No the people I am talking about are the people using the "I hate how rigid the system is" followed up with the oh so stupid "Its just to force you to play it twice"

Why this is maddening is simply because you can't fix the former without making the latter worse.

The game becomes less rigid, now instead of two different endings you now have three, or four, or nine. The more rigid the game the less endings you can earn. That's how the system works.

The choices are also rigid for a damn reason. The more grey area you place into the game the less likely the way you feel about a choice will reflect how the developer feels about the choice. Lets make an example.

Your buddy Jimmy has committed manslaughter scared he comes to you for help. You can either convince him to turn himself in or help him get away. Which is the good choice?

My personal opinion would be to convince him to turn himself in. Show repentance and likely since it was manslaughter a light sentence will be placed on him as well the risk of suspicion of it being homicide will likely go away. When he gets out he won't have to live with the fear of always looking over his shoulder because the suspicion of manslaughter has been bumped up to first degree murder.

But what if you don't feel that way? What if you disagree with me? Well I'm the developer so it doesn't matter if you think getting your friend the hell out of town is the good choice i disagree. I think its the wrong choice, so now your being punished because we don't think the same.
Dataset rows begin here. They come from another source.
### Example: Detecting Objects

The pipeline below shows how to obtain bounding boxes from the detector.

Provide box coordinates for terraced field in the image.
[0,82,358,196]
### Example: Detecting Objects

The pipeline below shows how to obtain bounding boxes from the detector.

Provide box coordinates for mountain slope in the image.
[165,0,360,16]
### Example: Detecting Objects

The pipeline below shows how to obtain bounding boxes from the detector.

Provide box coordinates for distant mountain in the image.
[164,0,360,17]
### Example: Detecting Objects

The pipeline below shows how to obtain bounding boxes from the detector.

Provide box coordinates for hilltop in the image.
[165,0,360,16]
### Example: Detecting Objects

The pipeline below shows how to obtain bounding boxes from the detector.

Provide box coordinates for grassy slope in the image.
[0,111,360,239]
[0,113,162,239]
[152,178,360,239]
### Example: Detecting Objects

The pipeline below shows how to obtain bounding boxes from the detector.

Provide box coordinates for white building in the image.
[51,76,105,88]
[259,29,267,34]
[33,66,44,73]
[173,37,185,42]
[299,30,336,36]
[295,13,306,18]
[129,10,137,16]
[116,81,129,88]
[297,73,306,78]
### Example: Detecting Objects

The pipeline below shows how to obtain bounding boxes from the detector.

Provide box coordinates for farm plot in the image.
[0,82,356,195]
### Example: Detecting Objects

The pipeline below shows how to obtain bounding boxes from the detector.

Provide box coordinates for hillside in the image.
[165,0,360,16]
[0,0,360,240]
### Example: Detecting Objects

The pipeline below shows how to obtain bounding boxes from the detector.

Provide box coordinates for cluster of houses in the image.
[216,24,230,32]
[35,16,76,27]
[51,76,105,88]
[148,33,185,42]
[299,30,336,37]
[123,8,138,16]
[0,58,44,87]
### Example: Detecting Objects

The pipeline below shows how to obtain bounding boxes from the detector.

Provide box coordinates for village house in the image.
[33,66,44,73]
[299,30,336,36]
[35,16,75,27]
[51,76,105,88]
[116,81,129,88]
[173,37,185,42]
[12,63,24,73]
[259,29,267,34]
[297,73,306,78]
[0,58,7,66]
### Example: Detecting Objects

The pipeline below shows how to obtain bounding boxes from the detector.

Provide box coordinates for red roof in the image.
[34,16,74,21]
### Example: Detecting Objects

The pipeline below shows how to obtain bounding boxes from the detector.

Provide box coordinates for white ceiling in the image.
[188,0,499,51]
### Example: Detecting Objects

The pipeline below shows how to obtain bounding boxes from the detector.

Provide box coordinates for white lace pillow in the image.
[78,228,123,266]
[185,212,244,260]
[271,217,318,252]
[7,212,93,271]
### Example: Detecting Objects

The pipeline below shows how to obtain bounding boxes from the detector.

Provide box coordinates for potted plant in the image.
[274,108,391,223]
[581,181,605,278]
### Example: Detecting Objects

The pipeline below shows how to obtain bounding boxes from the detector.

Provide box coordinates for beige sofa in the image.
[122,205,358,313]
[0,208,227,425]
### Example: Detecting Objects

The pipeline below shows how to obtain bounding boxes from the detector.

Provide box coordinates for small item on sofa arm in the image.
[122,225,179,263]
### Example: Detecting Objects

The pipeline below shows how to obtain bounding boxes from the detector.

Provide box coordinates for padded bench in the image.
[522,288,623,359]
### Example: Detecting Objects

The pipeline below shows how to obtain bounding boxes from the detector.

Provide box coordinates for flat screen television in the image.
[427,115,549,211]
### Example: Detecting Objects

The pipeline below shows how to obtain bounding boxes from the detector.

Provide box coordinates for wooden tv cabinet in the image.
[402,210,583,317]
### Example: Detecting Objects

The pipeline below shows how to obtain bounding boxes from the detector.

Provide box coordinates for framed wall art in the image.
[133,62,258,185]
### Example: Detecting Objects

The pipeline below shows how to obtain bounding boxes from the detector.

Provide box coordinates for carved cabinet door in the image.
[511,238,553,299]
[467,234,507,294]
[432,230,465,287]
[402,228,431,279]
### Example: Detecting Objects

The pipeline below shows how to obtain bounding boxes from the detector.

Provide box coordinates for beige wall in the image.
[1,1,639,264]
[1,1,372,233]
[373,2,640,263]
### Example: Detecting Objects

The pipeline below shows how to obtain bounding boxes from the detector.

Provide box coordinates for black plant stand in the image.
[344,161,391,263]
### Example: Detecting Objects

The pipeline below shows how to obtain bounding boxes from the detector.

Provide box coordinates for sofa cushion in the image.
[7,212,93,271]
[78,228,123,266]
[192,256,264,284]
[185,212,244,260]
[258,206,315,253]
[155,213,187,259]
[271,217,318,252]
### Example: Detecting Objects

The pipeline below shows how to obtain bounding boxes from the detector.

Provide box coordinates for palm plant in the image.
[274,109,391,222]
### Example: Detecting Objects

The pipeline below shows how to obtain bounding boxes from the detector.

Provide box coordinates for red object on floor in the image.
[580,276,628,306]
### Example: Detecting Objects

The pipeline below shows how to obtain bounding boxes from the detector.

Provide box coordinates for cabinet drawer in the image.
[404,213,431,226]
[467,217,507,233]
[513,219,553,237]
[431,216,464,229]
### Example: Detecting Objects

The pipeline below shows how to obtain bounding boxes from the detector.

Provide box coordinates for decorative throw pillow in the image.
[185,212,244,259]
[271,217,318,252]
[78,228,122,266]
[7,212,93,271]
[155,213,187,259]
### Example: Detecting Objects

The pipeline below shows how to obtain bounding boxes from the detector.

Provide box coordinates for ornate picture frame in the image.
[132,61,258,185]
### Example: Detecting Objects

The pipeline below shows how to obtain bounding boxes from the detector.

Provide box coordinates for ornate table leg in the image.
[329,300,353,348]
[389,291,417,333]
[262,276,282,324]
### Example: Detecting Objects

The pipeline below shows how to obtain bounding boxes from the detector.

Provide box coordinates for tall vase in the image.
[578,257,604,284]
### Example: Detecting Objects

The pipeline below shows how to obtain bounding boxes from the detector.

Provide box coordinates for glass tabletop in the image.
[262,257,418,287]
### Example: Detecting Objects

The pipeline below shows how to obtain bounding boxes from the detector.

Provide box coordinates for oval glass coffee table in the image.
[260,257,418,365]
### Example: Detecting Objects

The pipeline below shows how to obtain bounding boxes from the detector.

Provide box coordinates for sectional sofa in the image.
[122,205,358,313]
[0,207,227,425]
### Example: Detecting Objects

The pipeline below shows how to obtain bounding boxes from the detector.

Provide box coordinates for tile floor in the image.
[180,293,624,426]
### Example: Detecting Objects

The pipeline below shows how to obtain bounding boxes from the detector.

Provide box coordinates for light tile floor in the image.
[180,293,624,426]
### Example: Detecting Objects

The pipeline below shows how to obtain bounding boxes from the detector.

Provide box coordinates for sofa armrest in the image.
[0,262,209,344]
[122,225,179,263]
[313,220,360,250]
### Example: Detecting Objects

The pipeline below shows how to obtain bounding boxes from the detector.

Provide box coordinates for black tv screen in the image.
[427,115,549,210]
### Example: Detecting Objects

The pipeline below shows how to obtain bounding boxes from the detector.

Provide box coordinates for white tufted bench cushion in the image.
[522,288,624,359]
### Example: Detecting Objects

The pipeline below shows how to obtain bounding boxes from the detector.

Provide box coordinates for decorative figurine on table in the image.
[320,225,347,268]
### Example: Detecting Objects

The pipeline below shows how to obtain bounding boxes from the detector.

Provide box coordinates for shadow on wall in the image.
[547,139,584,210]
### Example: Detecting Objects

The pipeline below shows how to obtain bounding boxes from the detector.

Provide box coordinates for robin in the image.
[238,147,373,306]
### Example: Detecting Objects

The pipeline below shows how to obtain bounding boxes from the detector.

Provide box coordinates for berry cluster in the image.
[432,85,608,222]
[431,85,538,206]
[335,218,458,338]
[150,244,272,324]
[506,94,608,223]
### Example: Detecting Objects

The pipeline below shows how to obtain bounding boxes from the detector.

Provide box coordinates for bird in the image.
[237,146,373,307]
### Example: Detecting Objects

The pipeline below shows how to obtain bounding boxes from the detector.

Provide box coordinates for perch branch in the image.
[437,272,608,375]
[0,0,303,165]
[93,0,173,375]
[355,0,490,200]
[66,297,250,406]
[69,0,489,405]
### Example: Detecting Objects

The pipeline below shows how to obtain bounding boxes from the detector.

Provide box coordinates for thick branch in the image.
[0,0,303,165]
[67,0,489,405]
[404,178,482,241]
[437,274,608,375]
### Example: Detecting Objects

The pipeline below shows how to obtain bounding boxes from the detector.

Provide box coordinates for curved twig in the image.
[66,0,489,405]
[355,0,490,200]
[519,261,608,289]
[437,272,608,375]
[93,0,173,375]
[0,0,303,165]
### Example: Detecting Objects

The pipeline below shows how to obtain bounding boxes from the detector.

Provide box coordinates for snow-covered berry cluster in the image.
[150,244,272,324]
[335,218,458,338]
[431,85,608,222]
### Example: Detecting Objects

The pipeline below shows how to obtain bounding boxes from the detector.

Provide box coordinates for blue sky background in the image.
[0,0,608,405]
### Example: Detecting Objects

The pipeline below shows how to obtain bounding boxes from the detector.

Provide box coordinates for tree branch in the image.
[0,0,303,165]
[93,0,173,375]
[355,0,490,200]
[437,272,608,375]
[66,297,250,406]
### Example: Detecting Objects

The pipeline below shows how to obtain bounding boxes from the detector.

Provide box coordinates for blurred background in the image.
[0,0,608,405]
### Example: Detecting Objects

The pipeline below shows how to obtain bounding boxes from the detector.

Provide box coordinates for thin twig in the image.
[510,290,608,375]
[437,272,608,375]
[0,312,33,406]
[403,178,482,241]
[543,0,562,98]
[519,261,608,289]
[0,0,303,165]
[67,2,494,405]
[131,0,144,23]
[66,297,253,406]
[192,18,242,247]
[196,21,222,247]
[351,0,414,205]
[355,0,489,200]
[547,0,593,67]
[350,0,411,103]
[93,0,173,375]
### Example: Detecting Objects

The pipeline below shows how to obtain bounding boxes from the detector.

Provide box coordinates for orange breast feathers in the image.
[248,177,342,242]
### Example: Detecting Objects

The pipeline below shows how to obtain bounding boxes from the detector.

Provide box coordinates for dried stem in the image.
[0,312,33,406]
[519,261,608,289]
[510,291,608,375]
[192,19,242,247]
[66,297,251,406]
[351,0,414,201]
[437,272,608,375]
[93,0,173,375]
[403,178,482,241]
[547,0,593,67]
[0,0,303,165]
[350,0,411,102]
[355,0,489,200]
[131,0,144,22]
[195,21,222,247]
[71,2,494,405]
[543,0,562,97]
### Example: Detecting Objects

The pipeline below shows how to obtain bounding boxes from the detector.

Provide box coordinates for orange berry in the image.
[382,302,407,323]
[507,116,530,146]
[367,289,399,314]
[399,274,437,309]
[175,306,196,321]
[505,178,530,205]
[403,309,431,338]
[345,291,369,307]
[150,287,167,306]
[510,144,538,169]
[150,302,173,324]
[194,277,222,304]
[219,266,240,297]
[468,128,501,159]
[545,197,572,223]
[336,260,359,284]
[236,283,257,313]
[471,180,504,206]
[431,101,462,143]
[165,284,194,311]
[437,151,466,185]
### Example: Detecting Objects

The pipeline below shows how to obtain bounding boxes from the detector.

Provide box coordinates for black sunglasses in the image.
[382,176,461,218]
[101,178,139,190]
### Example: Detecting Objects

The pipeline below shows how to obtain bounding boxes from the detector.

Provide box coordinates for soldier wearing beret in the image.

I'm not saying choices like that shouldn't exist or that i am against them. Merely that these people crying for less rigidness will be facing things like that and will very well end up complaining about it as well. So developers usually won't bother. Proof of this? The sheriff quests in Fallout 2. In one town originally helping the sheriff plunged the town into a police state while helping the crooks would make the town prosper. This was scrapped because they felt the average player would get upset because it wasn't what they expected so they opted for a Shreiff=good Crooks=bad so as not to confuse players.

Rarely is saving orphans seen as evil and rarely is stepping on kittens seen as good. I'm sure someone out there thinks stepping on kittens is good (there is a fetish based around it afterall....) but its hard for the average person to earnestly defend killing baby animals without realizing they sound like an idiot.

What irks me the most is when people say "Forces you to play it again". Forces you? Really? Except for MMO's i don't see why they would give a shit if you play it for more then an hour after you put your money on the counter if no other reason then the developers wanting you to enjoy it. Just to be sure i checked all my my PS3 games. Funny thing, none of them have "Apx. Hours of game time." I special checked both my Bioshocks, infamous and Fallout 3 since they use morale system and yet not a mention of total game hours. I don't hear them in the ads on tv either. Your not FORCED to play anything again. If you want to earn the endings then playing the game again shouldn't be an issue. If you feel you deserve both endings its called youtube.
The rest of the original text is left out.